Neuanfang – Trauer um das Alte

Das Alte zurücklassen

Das Alte zurücklassen

Wenn wir etwas neu und ganz anders machen wollen, dann bedeutet das in der Regel auch, dass wir etwas anders nicht mehr machen, haben oder tun wollen.

Etwas, das wir zurücklassen.

Das ist das Alte.

Das, was wir verändern wollen.
Das, was weg soll.
Das, was nicht länger zu uns passt.

Natürlich ist uns das Alte vertraut. Vielleicht haben wir einmal viel Geld dafür ausgegeben. Vielleicht erinnert es uns an bestimmte Zeiten in unserem Leben. Bestimmt war es uns einmal wichtig.

Und daher ist es gar nicht so einfach, das Alte aufzugeben und loszulassen. Weil eben doch noch etwas dran hängt, selbst wenn uns das Alte nicht mehr gut tut.

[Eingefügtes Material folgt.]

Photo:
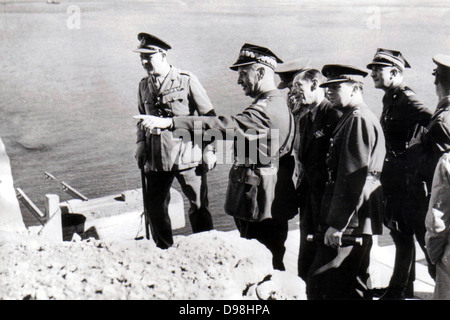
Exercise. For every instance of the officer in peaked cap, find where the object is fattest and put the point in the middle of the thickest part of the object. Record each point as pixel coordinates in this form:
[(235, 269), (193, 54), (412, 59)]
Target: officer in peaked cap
[(404, 119), (167, 92), (438, 141), (256, 196), (338, 73), (389, 58), (351, 205), (251, 53), (151, 44), (286, 72)]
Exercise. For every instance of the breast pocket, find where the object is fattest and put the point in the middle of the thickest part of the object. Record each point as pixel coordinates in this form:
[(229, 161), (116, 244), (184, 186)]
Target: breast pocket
[(176, 102), (241, 199)]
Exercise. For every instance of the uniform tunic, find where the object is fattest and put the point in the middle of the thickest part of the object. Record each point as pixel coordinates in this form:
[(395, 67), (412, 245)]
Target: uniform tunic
[(312, 143), (404, 120), (256, 187), (169, 157), (437, 222), (355, 160), (180, 94), (265, 121), (352, 202)]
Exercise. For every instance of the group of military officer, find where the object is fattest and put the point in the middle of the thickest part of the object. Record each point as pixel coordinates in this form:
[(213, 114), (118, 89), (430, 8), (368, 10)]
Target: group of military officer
[(330, 159)]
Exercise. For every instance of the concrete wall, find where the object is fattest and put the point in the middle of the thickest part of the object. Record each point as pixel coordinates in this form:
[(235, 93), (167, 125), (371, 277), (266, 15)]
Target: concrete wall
[(10, 215)]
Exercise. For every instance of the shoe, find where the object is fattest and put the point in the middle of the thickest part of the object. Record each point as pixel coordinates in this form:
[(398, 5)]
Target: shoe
[(393, 294), (378, 292)]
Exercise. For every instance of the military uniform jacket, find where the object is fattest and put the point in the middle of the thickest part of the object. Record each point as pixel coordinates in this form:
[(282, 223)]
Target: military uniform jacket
[(403, 120), (353, 194), (314, 141), (265, 127), (436, 140), (180, 94)]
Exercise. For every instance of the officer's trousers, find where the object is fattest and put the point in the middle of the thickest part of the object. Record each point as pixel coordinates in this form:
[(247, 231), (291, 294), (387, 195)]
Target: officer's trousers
[(340, 273), (270, 232), (194, 186)]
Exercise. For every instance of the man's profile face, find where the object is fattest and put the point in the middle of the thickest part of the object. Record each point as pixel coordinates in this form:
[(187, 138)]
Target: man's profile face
[(152, 63), (302, 90), (382, 76), (339, 94), (248, 79)]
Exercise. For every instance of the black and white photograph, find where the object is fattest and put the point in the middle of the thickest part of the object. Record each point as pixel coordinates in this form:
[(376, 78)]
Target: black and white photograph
[(223, 150)]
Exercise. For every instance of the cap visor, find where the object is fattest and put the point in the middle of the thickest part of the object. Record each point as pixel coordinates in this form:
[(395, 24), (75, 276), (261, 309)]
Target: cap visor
[(384, 64), (236, 66), (143, 50), (282, 85), (330, 82)]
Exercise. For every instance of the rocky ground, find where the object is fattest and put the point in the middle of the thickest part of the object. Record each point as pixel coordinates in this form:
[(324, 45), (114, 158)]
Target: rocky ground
[(211, 265)]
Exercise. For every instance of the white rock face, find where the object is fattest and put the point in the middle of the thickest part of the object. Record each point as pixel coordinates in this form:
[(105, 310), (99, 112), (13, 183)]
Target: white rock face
[(211, 265), (10, 215)]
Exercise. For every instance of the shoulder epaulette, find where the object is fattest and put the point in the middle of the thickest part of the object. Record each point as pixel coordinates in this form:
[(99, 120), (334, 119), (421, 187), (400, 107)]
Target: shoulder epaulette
[(408, 91), (185, 73), (261, 103)]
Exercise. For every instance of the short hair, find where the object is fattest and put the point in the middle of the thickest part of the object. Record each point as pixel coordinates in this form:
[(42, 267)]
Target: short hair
[(311, 74), (358, 84)]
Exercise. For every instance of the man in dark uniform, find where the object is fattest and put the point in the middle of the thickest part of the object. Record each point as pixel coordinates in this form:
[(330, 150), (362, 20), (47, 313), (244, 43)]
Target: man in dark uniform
[(352, 200), (263, 134), (438, 216), (167, 92), (287, 71), (311, 145), (403, 119), (436, 140)]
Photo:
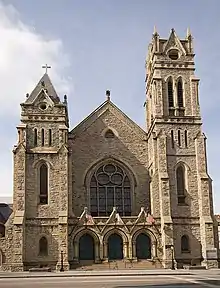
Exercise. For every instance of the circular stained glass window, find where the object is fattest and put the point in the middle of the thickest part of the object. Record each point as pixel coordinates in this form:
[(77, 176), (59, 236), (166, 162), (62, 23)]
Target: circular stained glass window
[(109, 168)]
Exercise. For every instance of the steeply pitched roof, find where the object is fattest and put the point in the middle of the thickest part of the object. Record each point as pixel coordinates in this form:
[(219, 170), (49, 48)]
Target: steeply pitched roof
[(107, 105), (44, 84)]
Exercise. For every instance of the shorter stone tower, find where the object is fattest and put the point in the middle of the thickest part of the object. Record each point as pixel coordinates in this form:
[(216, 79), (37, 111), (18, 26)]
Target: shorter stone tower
[(40, 201)]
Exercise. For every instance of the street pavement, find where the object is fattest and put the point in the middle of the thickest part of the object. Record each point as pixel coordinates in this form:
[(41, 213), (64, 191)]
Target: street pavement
[(172, 279)]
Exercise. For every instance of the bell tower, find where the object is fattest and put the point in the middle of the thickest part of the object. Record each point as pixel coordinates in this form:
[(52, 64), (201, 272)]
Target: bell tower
[(41, 204), (181, 186)]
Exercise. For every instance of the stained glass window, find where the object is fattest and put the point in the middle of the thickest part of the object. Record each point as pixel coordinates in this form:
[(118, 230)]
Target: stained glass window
[(110, 187)]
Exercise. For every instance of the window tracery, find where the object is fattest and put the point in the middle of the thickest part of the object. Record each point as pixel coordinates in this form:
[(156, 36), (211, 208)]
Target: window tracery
[(110, 187)]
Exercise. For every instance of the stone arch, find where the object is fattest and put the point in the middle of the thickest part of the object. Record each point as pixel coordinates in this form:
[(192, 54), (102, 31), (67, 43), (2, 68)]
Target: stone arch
[(1, 258), (153, 241), (185, 243), (76, 243), (88, 174), (39, 162), (170, 92), (43, 246), (185, 165), (180, 92), (37, 167), (181, 176), (120, 233), (109, 128), (125, 187), (82, 231)]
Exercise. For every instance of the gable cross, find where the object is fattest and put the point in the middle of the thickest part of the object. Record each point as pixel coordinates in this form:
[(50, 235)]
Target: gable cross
[(46, 67)]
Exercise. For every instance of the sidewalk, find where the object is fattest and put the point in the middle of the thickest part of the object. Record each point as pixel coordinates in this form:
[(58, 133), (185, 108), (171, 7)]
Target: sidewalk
[(74, 273)]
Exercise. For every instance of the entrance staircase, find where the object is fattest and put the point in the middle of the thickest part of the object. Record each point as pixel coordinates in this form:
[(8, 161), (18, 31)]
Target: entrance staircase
[(89, 265)]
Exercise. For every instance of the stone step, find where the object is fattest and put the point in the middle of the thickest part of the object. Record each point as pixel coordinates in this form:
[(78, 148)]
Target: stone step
[(119, 264)]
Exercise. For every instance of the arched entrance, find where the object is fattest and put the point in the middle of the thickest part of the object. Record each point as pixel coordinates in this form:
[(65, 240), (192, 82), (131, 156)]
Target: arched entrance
[(115, 247), (143, 246), (86, 247)]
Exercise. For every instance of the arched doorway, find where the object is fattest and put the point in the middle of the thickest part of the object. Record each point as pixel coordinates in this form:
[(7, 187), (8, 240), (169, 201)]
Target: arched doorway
[(86, 247), (143, 246), (115, 247)]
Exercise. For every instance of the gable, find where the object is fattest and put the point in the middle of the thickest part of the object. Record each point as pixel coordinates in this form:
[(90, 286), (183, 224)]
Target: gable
[(174, 42), (103, 109)]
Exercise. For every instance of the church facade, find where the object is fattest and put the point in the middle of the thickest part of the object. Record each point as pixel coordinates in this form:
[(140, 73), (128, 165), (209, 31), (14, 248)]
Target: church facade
[(108, 191)]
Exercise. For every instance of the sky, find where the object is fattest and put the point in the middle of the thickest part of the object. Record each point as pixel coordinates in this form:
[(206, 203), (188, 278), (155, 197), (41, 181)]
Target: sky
[(95, 45)]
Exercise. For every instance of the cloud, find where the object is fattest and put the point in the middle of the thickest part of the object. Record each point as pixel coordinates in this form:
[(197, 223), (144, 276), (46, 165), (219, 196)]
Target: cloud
[(23, 51)]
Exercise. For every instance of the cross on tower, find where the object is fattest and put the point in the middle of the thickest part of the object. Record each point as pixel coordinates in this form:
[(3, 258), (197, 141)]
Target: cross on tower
[(46, 67)]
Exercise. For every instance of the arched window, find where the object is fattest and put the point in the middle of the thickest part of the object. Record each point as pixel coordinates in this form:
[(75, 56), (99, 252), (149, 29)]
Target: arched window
[(43, 184), (43, 246), (180, 93), (35, 137), (110, 187), (179, 137), (170, 93), (42, 137), (186, 138), (1, 258), (50, 137), (180, 178), (185, 244), (2, 230), (172, 139), (109, 134)]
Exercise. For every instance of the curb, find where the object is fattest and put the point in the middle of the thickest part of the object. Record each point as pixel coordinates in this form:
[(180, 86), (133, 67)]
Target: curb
[(91, 275)]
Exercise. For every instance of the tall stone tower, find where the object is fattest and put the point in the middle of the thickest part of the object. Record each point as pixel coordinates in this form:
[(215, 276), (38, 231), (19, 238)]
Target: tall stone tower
[(40, 202), (181, 194)]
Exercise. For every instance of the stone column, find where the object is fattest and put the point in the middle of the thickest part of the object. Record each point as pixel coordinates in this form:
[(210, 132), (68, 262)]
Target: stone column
[(125, 250), (105, 250), (76, 251), (130, 254), (134, 249), (97, 257), (153, 250)]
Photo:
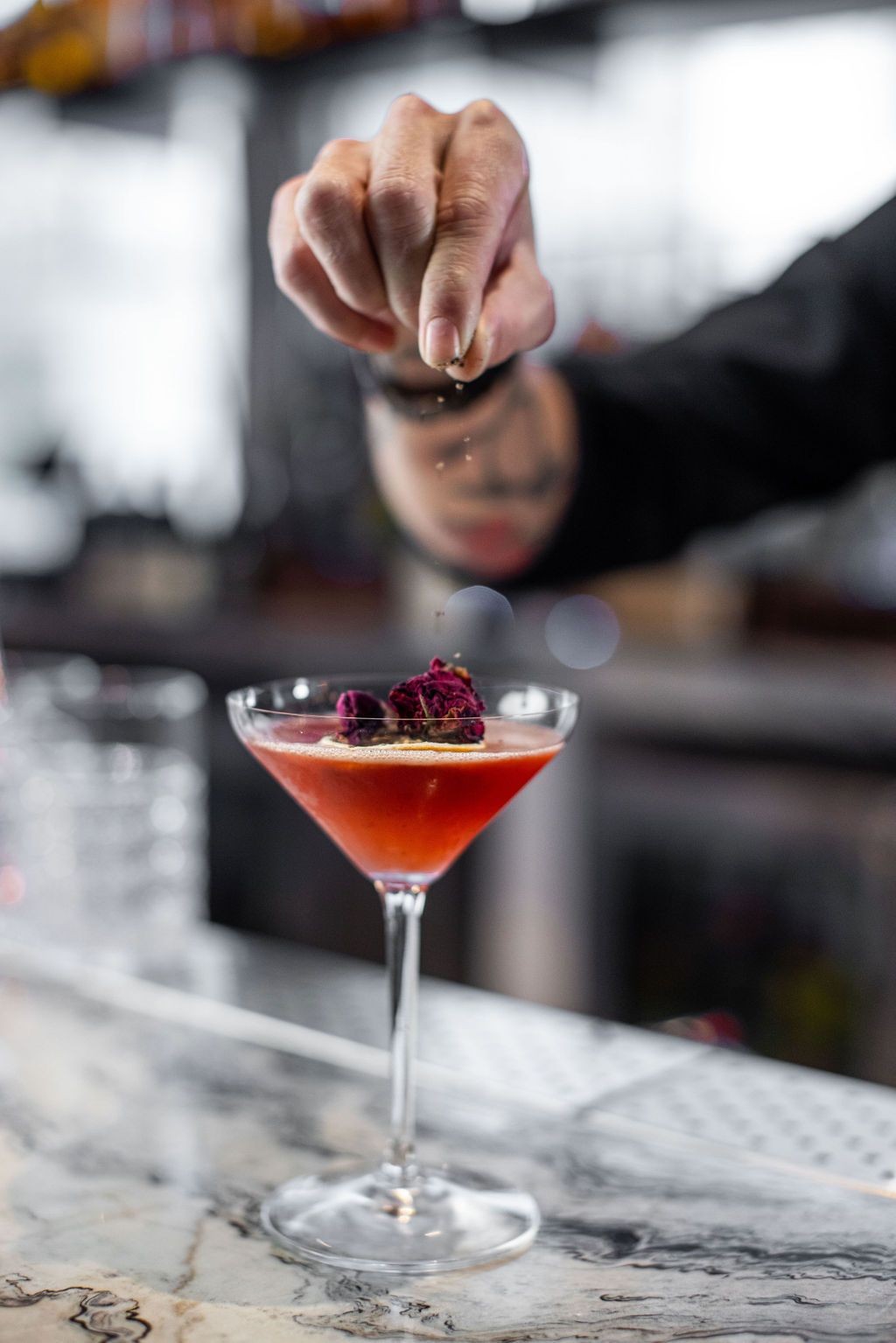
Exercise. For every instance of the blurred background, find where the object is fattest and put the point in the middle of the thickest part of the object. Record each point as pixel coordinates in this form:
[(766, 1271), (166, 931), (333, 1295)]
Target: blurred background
[(183, 485)]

Das ist die Trauer um das Alte.

Und die hindert uns womöglich, unbeschwert in den Neuanfang zu gehen.

Zum Glück muss das nicht so bleiben. Zu erkennen, dass es da etwas gibt, das uns am Alten hängen lässt, ist der erste Schritt.

Denn das Alte ist ja nicht rundum und grundsätzlich schlecht. Es gab Zeiten, da war es vielleicht sogar gut für uns. Da hat es uns genützt. Vielleicht haben wir uns das Alte damals sogar ganz bewusst ausgesucht.

Das Alte passt nur eben jetzt nicht mehr, und deswegen wollen wir ja auch den Neuanfang.

Und es fällt uns in der Regel leichter, das Alte loszulassen, wenn wir es würdigen. Für das, was es einmal bedeutet  hat. Für das, was es uns gegeben hat. Und für die guten Zeiten, die es bestimmt gab.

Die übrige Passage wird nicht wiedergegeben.